Masha asiente con seriedad y dice:

—Sí. Supongo que con esto habrá bastante. —Señala un zurrón que lleva colgado a la cintura.

—Supongo que sí —dice Yilia: si la bolsa está llena, será suficiente para impregnar la corteza del Padrecito facilitando la penetración de los filos de las hachas. El Padrecito es un árbol tan viejo, de corteza tan dura y rugosa, que las hachas, sin ayuda de la manteca, quedarían melladas en cuestión de diez golpes.

—Ese viejo bastardo va a caer hoy —sentencia Masha.

Poco después, las hachas cantan su monótono repiqueteo: Cloc, cloc, cloc. Los gruñidos de esfuerzo acompañan el ruido del acero al golpear la madera y los leñadores comienzan a sudar, pese al intenso frío que hace ese día.

Cloc, cloc, cloc.

Yilia y Masha se abren paso a través del tronco del Padrecito y, cuando llegan a la mitad del mismo, dejan de trabajar y se miran sonrientes. Sí, lo van a derribar.

Masha vuelve a untar de manteca el corte en forma de cuña y retoman la labor.

Cloc, cloc, cloc.

Horas después, agotadas, escuchan cómo el Padrecito empieza a gemir: la cantidad de madera arrebatada a su tronco es ya tal que no se sostiene. Se ladea de forma casi imperceptible, pero patente para unas leñadoras expertas como Yilia y Masha.

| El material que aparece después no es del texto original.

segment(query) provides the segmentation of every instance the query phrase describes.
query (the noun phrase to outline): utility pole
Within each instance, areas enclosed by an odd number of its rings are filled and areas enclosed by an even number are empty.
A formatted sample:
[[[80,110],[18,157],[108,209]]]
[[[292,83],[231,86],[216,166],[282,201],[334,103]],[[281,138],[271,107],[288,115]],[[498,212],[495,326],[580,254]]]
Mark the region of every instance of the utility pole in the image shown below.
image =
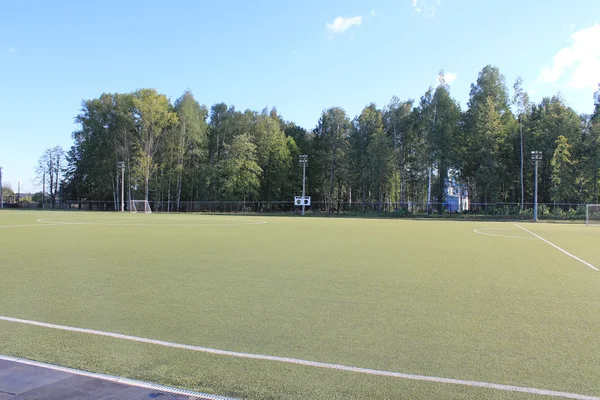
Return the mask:
[[[121,170],[121,212],[125,211],[125,162],[119,161],[117,167]]]
[[[21,201],[21,181],[17,181],[17,207],[19,207],[20,201]]]
[[[0,208],[4,208],[4,198],[2,197],[2,167],[0,167]]]
[[[306,195],[306,166],[308,165],[307,154],[300,154],[300,165],[302,165],[302,215],[304,215],[304,207],[306,204],[304,201]]]
[[[533,195],[533,222],[538,222],[538,164],[542,161],[541,151],[531,152],[531,161],[535,164],[535,190]]]

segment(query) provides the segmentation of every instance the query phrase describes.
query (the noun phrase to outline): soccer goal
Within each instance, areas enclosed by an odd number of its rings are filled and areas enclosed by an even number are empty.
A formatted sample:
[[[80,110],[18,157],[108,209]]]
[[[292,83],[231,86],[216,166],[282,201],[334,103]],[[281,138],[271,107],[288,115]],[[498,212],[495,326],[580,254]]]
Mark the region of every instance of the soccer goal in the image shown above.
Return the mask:
[[[585,224],[600,224],[600,204],[585,205]]]
[[[132,213],[136,212],[145,212],[146,214],[152,214],[152,209],[150,208],[150,203],[148,200],[131,200],[129,206],[129,211]]]

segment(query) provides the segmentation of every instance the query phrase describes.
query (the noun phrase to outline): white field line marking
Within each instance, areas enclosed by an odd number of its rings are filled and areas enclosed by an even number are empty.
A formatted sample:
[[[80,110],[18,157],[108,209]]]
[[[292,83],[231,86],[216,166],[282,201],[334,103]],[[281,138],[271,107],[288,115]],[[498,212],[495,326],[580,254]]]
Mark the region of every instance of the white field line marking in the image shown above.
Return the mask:
[[[99,218],[99,219],[108,219],[108,218]],[[189,223],[189,224],[170,224],[170,223],[165,223],[165,224],[156,224],[156,223],[148,223],[148,224],[144,224],[144,223],[137,223],[134,222],[132,223],[131,219],[128,220],[121,220],[120,222],[94,222],[94,221],[73,221],[73,222],[66,222],[66,221],[53,221],[50,219],[38,219],[37,222],[39,222],[42,225],[47,225],[47,226],[51,226],[51,225],[93,225],[93,226],[166,226],[166,227],[194,227],[194,226],[247,226],[247,225],[264,225],[267,223],[267,221],[240,221],[237,223]]]
[[[20,324],[41,326],[44,328],[59,329],[59,330],[63,330],[63,331],[88,333],[90,335],[98,335],[98,336],[107,336],[107,337],[111,337],[111,338],[131,340],[131,341],[139,342],[139,343],[149,343],[149,344],[155,344],[158,346],[172,347],[172,348],[184,349],[184,350],[192,350],[192,351],[198,351],[198,352],[209,353],[209,354],[217,354],[217,355],[222,355],[222,356],[249,358],[249,359],[254,359],[254,360],[278,361],[278,362],[283,362],[283,363],[288,363],[288,364],[298,364],[298,365],[309,366],[309,367],[327,368],[327,369],[333,369],[333,370],[338,370],[338,371],[357,372],[357,373],[362,373],[362,374],[378,375],[378,376],[389,376],[389,377],[393,377],[393,378],[409,379],[409,380],[414,380],[414,381],[426,381],[426,382],[435,382],[435,383],[447,383],[447,384],[452,384],[452,385],[463,385],[463,386],[470,386],[470,387],[482,387],[482,388],[487,388],[487,389],[497,389],[497,390],[503,390],[503,391],[507,391],[507,392],[528,393],[528,394],[535,394],[535,395],[541,395],[541,396],[563,397],[563,398],[567,398],[567,399],[577,399],[577,400],[600,400],[600,397],[596,397],[596,396],[587,396],[587,395],[583,395],[583,394],[568,393],[568,392],[557,392],[554,390],[537,389],[537,388],[529,388],[529,387],[513,386],[513,385],[503,385],[503,384],[499,384],[499,383],[469,381],[469,380],[462,380],[462,379],[441,378],[441,377],[437,377],[437,376],[428,376],[428,375],[413,375],[413,374],[405,374],[405,373],[401,373],[401,372],[391,372],[391,371],[382,371],[382,370],[376,370],[376,369],[370,369],[370,368],[351,367],[351,366],[341,365],[341,364],[328,364],[328,363],[318,362],[318,361],[301,360],[298,358],[269,356],[269,355],[264,355],[264,354],[240,353],[237,351],[229,351],[229,350],[218,350],[218,349],[211,349],[208,347],[200,347],[200,346],[192,346],[192,345],[188,345],[188,344],[165,342],[162,340],[147,339],[147,338],[142,338],[142,337],[137,337],[137,336],[123,335],[120,333],[97,331],[94,329],[86,329],[86,328],[75,328],[75,327],[71,327],[71,326],[55,325],[55,324],[49,324],[46,322],[31,321],[31,320],[20,319],[20,318],[0,316],[0,320],[8,321],[8,322],[16,322],[16,323],[20,323]]]
[[[0,229],[2,228],[23,228],[26,226],[58,226],[58,225],[68,225],[68,224],[24,224],[24,225],[0,225]]]
[[[505,237],[505,238],[511,238],[511,239],[535,240],[534,238],[529,238],[529,237],[525,237],[525,236],[498,235],[495,233],[482,232],[482,231],[507,231],[507,230],[508,229],[506,229],[506,228],[479,228],[479,229],[473,230],[473,232],[479,233],[480,235],[487,235],[487,236],[497,236],[497,237]]]
[[[37,210],[15,211],[15,210],[11,210],[9,208],[0,208],[0,217],[6,217],[7,215],[32,215],[32,214],[36,214],[38,212],[40,212],[40,211],[37,211]]]
[[[555,245],[554,243],[552,243],[552,242],[550,242],[550,241],[548,241],[548,240],[544,239],[544,238],[543,238],[543,237],[541,237],[540,235],[536,235],[535,233],[531,232],[530,230],[528,230],[528,229],[525,229],[525,228],[523,228],[522,226],[519,226],[519,225],[517,225],[517,224],[515,224],[515,226],[516,226],[517,228],[521,228],[521,229],[523,229],[525,232],[528,232],[528,233],[532,234],[532,235],[533,235],[533,236],[535,236],[536,238],[538,238],[538,239],[540,239],[540,240],[543,240],[544,242],[548,243],[550,246],[554,247],[556,250],[559,250],[559,251],[561,251],[561,252],[565,253],[566,255],[568,255],[569,257],[572,257],[572,258],[576,259],[577,261],[579,261],[580,263],[584,264],[585,266],[588,266],[588,267],[590,267],[590,268],[591,268],[591,269],[593,269],[594,271],[598,271],[598,268],[594,267],[594,266],[593,266],[592,264],[590,264],[589,262],[587,262],[587,261],[585,261],[585,260],[582,260],[581,258],[579,258],[579,257],[577,257],[577,256],[575,256],[575,255],[573,255],[573,254],[571,254],[571,253],[569,253],[569,252],[568,252],[568,251],[566,251],[566,250],[563,250],[563,249],[561,249],[560,247],[558,247],[558,246],[557,246],[557,245]]]
[[[113,214],[114,215],[114,214]],[[124,219],[126,218],[126,219]],[[127,219],[128,218],[128,219]],[[118,217],[114,217],[114,216],[105,216],[105,215],[84,215],[84,214],[80,214],[80,215],[69,215],[69,216],[62,216],[62,217],[51,217],[51,218],[40,218],[37,221],[43,221],[43,222],[54,222],[54,221],[64,221],[64,220],[74,220],[75,222],[79,221],[79,220],[100,220],[100,221],[104,221],[104,220],[119,220],[119,221],[139,221],[139,220],[144,220],[145,218],[152,219],[152,220],[165,220],[165,219],[177,219],[177,220],[185,220],[185,221],[197,221],[197,220],[212,220],[212,221],[223,221],[223,220],[227,220],[227,221],[256,221],[258,220],[258,218],[245,218],[242,219],[241,217],[221,217],[221,216],[195,216],[195,215],[184,215],[184,214],[177,214],[177,215],[164,215],[164,214],[151,214],[148,215],[146,217],[145,214],[121,214]]]
[[[95,373],[95,372],[82,371],[80,369],[61,367],[60,365],[46,364],[43,362],[31,361],[31,360],[26,360],[24,358],[18,358],[18,357],[5,356],[2,354],[0,354],[0,360],[12,361],[12,362],[16,362],[19,364],[32,365],[34,367],[47,368],[47,369],[51,369],[54,371],[66,372],[69,374],[81,375],[81,376],[86,376],[89,378],[102,379],[104,381],[122,383],[125,385],[136,386],[136,387],[140,387],[140,388],[144,388],[144,389],[160,390],[162,392],[199,397],[200,399],[203,399],[203,400],[204,399],[206,399],[206,400],[233,400],[228,397],[216,396],[216,395],[208,394],[208,393],[193,392],[191,390],[178,389],[178,388],[174,388],[174,387],[170,387],[170,386],[159,385],[157,383],[138,381],[135,379],[129,379],[129,378],[125,378],[122,376],[113,376],[113,375],[99,374],[99,373]]]

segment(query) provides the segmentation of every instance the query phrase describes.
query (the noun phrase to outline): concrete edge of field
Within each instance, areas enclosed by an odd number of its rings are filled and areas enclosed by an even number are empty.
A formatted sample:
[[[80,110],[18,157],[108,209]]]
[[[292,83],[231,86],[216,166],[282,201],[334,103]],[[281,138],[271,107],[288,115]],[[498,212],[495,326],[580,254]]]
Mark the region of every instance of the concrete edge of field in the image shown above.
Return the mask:
[[[120,383],[120,384],[124,384],[124,385],[128,385],[128,386],[134,386],[134,387],[151,389],[151,390],[159,390],[162,392],[167,392],[167,393],[172,393],[172,394],[196,397],[201,400],[236,400],[231,397],[224,397],[224,396],[218,396],[218,395],[213,395],[213,394],[208,394],[208,393],[194,392],[192,390],[180,389],[180,388],[175,388],[175,387],[171,387],[171,386],[165,386],[165,385],[161,385],[158,383],[139,381],[139,380],[125,378],[125,377],[121,377],[121,376],[114,376],[114,375],[107,375],[107,374],[101,374],[101,373],[96,373],[96,372],[83,371],[83,370],[79,370],[79,369],[75,369],[75,368],[62,367],[60,365],[48,364],[48,363],[44,363],[44,362],[33,361],[33,360],[25,359],[25,358],[13,357],[13,356],[8,356],[8,355],[4,355],[4,354],[0,354],[0,360],[12,361],[12,362],[19,363],[19,364],[30,365],[30,366],[38,367],[38,368],[46,368],[46,369],[51,369],[51,370],[59,371],[59,372],[66,372],[69,374],[85,376],[88,378],[101,379],[104,381]]]

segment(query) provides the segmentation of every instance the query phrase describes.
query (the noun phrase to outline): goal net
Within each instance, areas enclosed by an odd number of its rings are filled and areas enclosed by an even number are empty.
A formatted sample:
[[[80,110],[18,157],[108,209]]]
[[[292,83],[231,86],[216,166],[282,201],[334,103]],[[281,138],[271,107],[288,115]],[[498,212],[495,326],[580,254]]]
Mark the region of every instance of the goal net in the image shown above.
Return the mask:
[[[146,214],[152,214],[150,203],[148,200],[131,200],[129,211],[132,213],[144,212]]]
[[[600,204],[585,205],[585,224],[600,224]]]

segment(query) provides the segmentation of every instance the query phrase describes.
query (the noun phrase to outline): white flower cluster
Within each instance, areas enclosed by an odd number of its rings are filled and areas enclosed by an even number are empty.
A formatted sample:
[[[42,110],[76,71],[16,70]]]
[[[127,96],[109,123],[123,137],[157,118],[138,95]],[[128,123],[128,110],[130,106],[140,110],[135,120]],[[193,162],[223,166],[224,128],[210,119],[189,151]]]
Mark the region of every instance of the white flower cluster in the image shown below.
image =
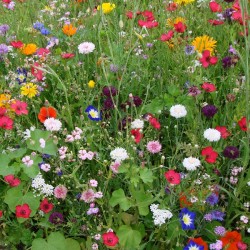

Aunque sin necesidad de avisarlo, Yilia dice a su amiga:

—¡Cae! ¡Cuidado, que cae!

—¡Árbol va! —grita a pleno pulmón Masha, corriendo en una dirección que la pondrá a salvo de la caída del coloso.

Por desgracia para ella, hay algo con lo que no han contado.

Una terrible y fortísima volada de viento llega desde el norte justo cuando el Padrecito está cayendo y termina de partirlo de cuajo, inclinándolo hacia donde Masha se encuentra.

—¡Masha, cuidado! —exclama Yilia, aterrada.

La mujer no tiene tiempo para reaccionar. El árbol cae con tal velocidad, y es tan masivo, que nadie podría haber evitado ser golpeado por él. Aunque Masha ha corrido, no logra escaparse de su sombra conforme el Padrecito se desploma y, entre un gran estruendo, su cuerpo desaparece sepultado por las ramas que, tras golpear el suelo, se mueven al compás del viento que sigue soplando.

Yilia grita y llora, pensando, mientras corre hacia donde estaba su amiga momentos antes, que ahora es el árbol quien danza feliz, agitando sus hojas, dichoso por haberse vengado de una de las que le han hecho caer. A él, que durante siglos había permanecido, enhiesto y desafiante, en esa tierra agreste y salvaje. A él. Al Padrecito.

Yilia llora y se hiere las manos intentando, en vano, apartar las pesadas y gruesas ramas bajo las que está su amiga.

—¡Masha! ¡Masha! —la llama una y otra vez sin obtener respuesta alguna—. ¡Masha!

El resto de leñadores llega hasta ella y pronuncia palabras que intentan ser de consuelo, pero Yilia no escucha otra cosa que el ulular del viento, el sonido de las hojas y su propia voz desgarrada.

La vida en Aurora es dura, y la muerte puede llegar de improviso, sin que haya una mínima señal de su proximidad. Yilia llora desconsolada en los brazos de un leñador, que por fin ha conseguido que se apartara del árbol derribado.

Levanta la cabeza hacia el cielo y, entre lágrimas, contempla el firmamento despejado hacia el sur, en el que brilla un sol radiante que ha recorrido la mitad de su camino. Yilia ha sido testigo de una terrible tragedia, aunque es imposible que sepa que, esa misma noche, otro ser, movido por la venganza, caerá también a tierra a muchas millas de allí, cerca de Rygita.